2019-03-04 15:32:48

by Chuck Lever III

[permalink] [raw]
Subject: [PATCH RFC] SUNRPC: Avoid digging into the ATOMIC pool

Page allocation requests made when the SPARSE_PAGES flag is set are
allowed to fail, and are not critical. No need to spend a rare
resource.

Signed-off-by: Chuck Lever <[email protected]>
---
net/sunrpc/socklib.c | 2 +-
net/sunrpc/xprtrdma/rpc_rdma.c | 2 +-
2 files changed, 2 insertions(+), 2 deletions(-)

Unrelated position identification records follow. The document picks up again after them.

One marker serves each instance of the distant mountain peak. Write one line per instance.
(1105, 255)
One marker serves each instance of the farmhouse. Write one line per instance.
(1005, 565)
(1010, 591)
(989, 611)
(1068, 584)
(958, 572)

diff --git a/net/sunrpc/socklib.c b/net/sunrpc/socklib.c
index 7e55cfc..9faea12 100644
--- a/net/sunrpc/socklib.c
+++ b/net/sunrpc/socklib.c
@@ -106,7 +106,7 @@ static size_t xdr_skb_read_and_csum_bits(struct xdr_skb_reader *desc, void *to,
/* ACL likes to be lazy in allocating pages - ACLs
* are small by default but can get huge. */
if ((xdr->flags & XDRBUF_SPARSE_PAGES) && *ppage == NULL) {
- *ppage = alloc_page(GFP_ATOMIC);
+ *ppage = alloc_page(GFP_NOWAIT | __GFP_NOWARN);
if (unlikely(*ppage == NULL)) {
if (copied == 0)
copied = -ENOMEM;
diff --git a/net/sunrpc/xprtrdma/rpc_rdma.c b/net/sunrpc/xprtrdma/rpc_rdma.c
index 6c1fb27..b759b16 100644
--- a/net/sunrpc/xprtrdma/rpc_rdma.c
+++ b/net/sunrpc/xprtrdma/rpc_rdma.c
@@ -238,7 +238,7 @@ static bool rpcrdma_results_inline(struct rpcrdma_xprt *r_xprt,
*/
if (unlikely(xdrbuf->flags & XDRBUF_SPARSE_PAGES)) {
if (!*ppages)
- *ppages = alloc_page(GFP_ATOMIC);
+ *ppages = alloc_page(GFP_NOWAIT | __GFP_NOWARN);
if (!*ppages)
return -ENOBUFS;
}



2019-03-04 16:02:17

by Trond Myklebust

[permalink] [raw]
Subject: Re: [PATCH RFC] SUNRPC: Avoid digging into the ATOMIC pool

On Mon, 2019-03-04 at 10:32 -0500, Chuck Lever wrote:
> Page allocation requests made when the SPARSE_PAGES flag is set are
> allowed to fail, and are not critical. No need to spend a rare
> resource.
>
> Signed-off-by: Chuck Lever <[email protected]>
> ---
> net/sunrpc/socklib.c | 2 +-
> net/sunrpc/xprtrdma/rpc_rdma.c | 2 +-
> 2 files changed, 2 insertions(+), 2 deletions(-)
>
> diff --git a/net/sunrpc/socklib.c b/net/sunrpc/socklib.c
> index 7e55cfc..9faea12 100644
> --- a/net/sunrpc/socklib.c
> +++ b/net/sunrpc/socklib.c
> @@ -106,7 +106,7 @@ static size_t xdr_skb_read_and_csum_bits(struct
> xdr_skb_reader *desc, void *to,
> /* ACL likes to be lazy in allocating pages - ACLs
> * are small by default but can get huge. */
> if ((xdr->flags & XDRBUF_SPARSE_PAGES) && *ppage ==
> NULL) {
> - *ppage = alloc_page(GFP_ATOMIC);
> + *ppage = alloc_page(GFP_NOWAIT | __GFP_NOWARN);
> if (unlikely(*ppage == NULL)) {
> if (copied == 0)
> copied = -ENOMEM;

Hmm... Can't we make this GFP_KERNEL? I can't see that we're holding
any locks here. It does look like svc_udp_recvfrom() is wrapping the
call to csum_partial_copy_to_xdr() in a local_bh_disable()/enable()
pair, but is that actually needed? If so, for what?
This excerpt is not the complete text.